Group recommendation involves suggesting items or activities to a group of users based on their collective preferences or characteristics. Graph contrastive learning is a technique used to learn representations of items and users in a graph structure. Although contrastive learning-based recommendation techniques reduce the data sparsity problem by extracting general features from raw data and also make the representation of user-item bipartite graph augmentations more consistent, the factors contributing to improving the performance of this technique are still not fully understood. Meanwhile, graph augmentations have little importance in contrastive learning-based recommendation and are relatively unreliable. The eXtremely Simple Graph Contrastive Learning (XSimGCL) provides novel insights into the effect of contrastive learning on recommendation, where views for contrastive learning are created through a simple yet effective noise-based embedding augmentation. Although XSimGCL infers the final group decision by dynamically aggregating the preferences of group members and includes various types of interaction, the performance of supervised learning is reduced due to the data sparsity problem, and as a result, the efficiency of group preference representation is limited. To address this challenge, we developed a Group Recommendation model based on XsimGCL in this study (GR-GCL). GR-GCL is inspired by the Light Graph Convolution Network (LightGCN) to realize simultaneous learning of multiple graphs, where initial embedding is considered the only update parameter.

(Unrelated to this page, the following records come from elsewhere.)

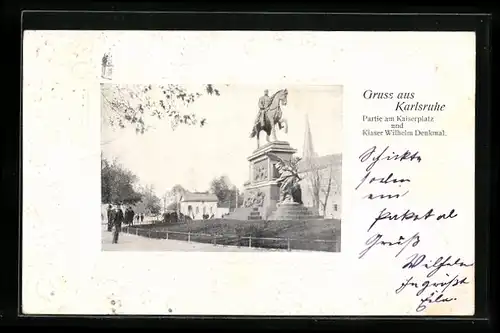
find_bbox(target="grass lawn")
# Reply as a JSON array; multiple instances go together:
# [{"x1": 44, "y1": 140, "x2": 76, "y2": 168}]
[{"x1": 130, "y1": 219, "x2": 341, "y2": 252}]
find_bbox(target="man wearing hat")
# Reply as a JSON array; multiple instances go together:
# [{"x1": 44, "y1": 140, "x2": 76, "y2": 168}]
[{"x1": 113, "y1": 201, "x2": 124, "y2": 244}]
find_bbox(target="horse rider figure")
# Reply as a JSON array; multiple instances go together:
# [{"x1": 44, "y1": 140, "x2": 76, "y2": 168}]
[{"x1": 258, "y1": 89, "x2": 271, "y2": 127}]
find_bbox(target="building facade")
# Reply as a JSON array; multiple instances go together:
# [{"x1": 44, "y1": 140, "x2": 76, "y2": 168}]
[{"x1": 179, "y1": 192, "x2": 219, "y2": 220}]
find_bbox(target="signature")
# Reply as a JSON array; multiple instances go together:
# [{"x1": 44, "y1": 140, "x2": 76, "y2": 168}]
[
  {"x1": 402, "y1": 253, "x2": 474, "y2": 278},
  {"x1": 355, "y1": 171, "x2": 410, "y2": 190},
  {"x1": 358, "y1": 232, "x2": 420, "y2": 259},
  {"x1": 368, "y1": 208, "x2": 458, "y2": 231},
  {"x1": 395, "y1": 274, "x2": 469, "y2": 312},
  {"x1": 359, "y1": 146, "x2": 422, "y2": 172}
]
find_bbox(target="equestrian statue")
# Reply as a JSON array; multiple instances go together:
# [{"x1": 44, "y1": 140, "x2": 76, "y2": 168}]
[{"x1": 250, "y1": 89, "x2": 288, "y2": 148}]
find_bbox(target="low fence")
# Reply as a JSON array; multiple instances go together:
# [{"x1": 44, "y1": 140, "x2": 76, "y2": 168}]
[{"x1": 122, "y1": 226, "x2": 340, "y2": 252}]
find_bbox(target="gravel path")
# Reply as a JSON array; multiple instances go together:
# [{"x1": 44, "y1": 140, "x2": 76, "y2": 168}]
[{"x1": 102, "y1": 230, "x2": 296, "y2": 252}]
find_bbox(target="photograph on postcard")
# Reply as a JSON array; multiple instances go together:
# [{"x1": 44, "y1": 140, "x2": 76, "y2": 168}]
[
  {"x1": 101, "y1": 81, "x2": 342, "y2": 252},
  {"x1": 22, "y1": 27, "x2": 477, "y2": 316}
]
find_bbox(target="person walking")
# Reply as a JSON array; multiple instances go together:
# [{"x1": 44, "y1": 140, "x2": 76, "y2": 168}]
[
  {"x1": 129, "y1": 207, "x2": 135, "y2": 226},
  {"x1": 107, "y1": 204, "x2": 114, "y2": 232},
  {"x1": 113, "y1": 206, "x2": 124, "y2": 244}
]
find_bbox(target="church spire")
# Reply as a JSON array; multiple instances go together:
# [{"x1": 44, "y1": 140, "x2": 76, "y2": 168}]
[{"x1": 302, "y1": 114, "x2": 316, "y2": 160}]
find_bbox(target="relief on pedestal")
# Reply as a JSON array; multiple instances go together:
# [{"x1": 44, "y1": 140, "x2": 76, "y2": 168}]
[
  {"x1": 243, "y1": 190, "x2": 266, "y2": 208},
  {"x1": 253, "y1": 161, "x2": 268, "y2": 182}
]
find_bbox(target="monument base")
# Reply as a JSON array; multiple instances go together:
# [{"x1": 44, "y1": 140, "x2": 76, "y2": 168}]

Also, GR-GCL improves group recommendation by applying cross-layer contrastive learning in the XSimGCL model by representing more diverse entities. The rationality analysis of our proposed GR-GCL has been performed on several datasets from both analytical and empirical perspectives. Although our model is very simple, it performs better in group recommendations by adjusting the uniformity of representations learned from counterparts based on contrastive learning.